Mother’s Day:“Oh my dear mother! Relax and take rest”
This mother’s day made me to think about the special bond I share with my mother in an even more serious manner. Right from my childhood, I quarrel with my mother for even the silly things. But that is not the crux of the topic here. My topic of concern is about how my mother, who is a septuagenarian now, takes no pain in doing all the work diligently. She wakes up early in the morning at 5 a.m even now (sometimes even at 4:30 a.m) and does her work consistently. I should accept I have to fight a lot with her to make her sit in one place and stop doing work. But later I realized that is how she is.
“Oh my dear mother! Relax and take rest”
For my mother, life was a routine one when she worked in office During my childhood, she used to wake up early in the morning, do all the household chores, go to office, do her work meticulously, come back home, prepare dinner, and then goes to sleep.Now that she is retired, she engages herself in leisure activities; but that didn’t stop her from doing household work. This is where I decided to consider things seriously. Now that in my life where the saying “home is where the heart lies” is convincingly demonstrated, my main mission is to make her happy. My health issues seem trivial when I take efforts to do all my household chores, thereby lessening her stress.
A deeper realization
And now I have started to think from a different angle. And this pondering shed light on an important outlook towards life. Should an older mother, who is above the age of 50, who is ever-willing to share the burden of doing household chores, be stopped from doing so? Should she always be told, “ Oh mom! You are getting old! Take rest! I will manage everything”? Actually, moms enjoy doing household works including the cleaning parts. This makes them feel that they are energetic.

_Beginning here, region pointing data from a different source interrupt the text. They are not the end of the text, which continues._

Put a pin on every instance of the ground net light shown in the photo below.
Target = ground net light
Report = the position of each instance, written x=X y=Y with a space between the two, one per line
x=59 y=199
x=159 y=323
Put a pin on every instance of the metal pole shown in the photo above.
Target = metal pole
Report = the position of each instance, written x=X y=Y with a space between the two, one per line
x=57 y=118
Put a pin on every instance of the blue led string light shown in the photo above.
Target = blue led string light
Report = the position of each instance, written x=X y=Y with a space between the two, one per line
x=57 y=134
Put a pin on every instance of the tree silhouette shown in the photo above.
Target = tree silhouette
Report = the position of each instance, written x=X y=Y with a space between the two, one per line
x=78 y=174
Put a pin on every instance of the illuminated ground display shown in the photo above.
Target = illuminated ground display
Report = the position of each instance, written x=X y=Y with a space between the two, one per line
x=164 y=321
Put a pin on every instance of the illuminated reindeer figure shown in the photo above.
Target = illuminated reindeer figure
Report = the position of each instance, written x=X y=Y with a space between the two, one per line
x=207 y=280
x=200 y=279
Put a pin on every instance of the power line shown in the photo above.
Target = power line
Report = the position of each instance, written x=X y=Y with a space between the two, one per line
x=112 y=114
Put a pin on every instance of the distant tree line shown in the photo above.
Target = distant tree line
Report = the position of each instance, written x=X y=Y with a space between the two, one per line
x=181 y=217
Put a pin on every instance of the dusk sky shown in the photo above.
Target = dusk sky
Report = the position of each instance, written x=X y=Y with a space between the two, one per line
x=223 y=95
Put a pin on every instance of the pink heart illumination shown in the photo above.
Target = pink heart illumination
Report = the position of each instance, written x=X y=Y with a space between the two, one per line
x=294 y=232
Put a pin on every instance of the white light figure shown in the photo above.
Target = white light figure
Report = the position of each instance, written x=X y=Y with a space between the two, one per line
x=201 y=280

This realization made sense to me. Let my mother travel her journey with satisfaction. Let her do work to her heart’s pleasure but without stressing too much. And on my part, let me know to observe keenly whether she is at stress or not. Not asking my mother, who is above 60 years of age, to do work, will make her feel incapable. Let her enjoy the work she does. And I, as the loving daughter, can do the lion’s share.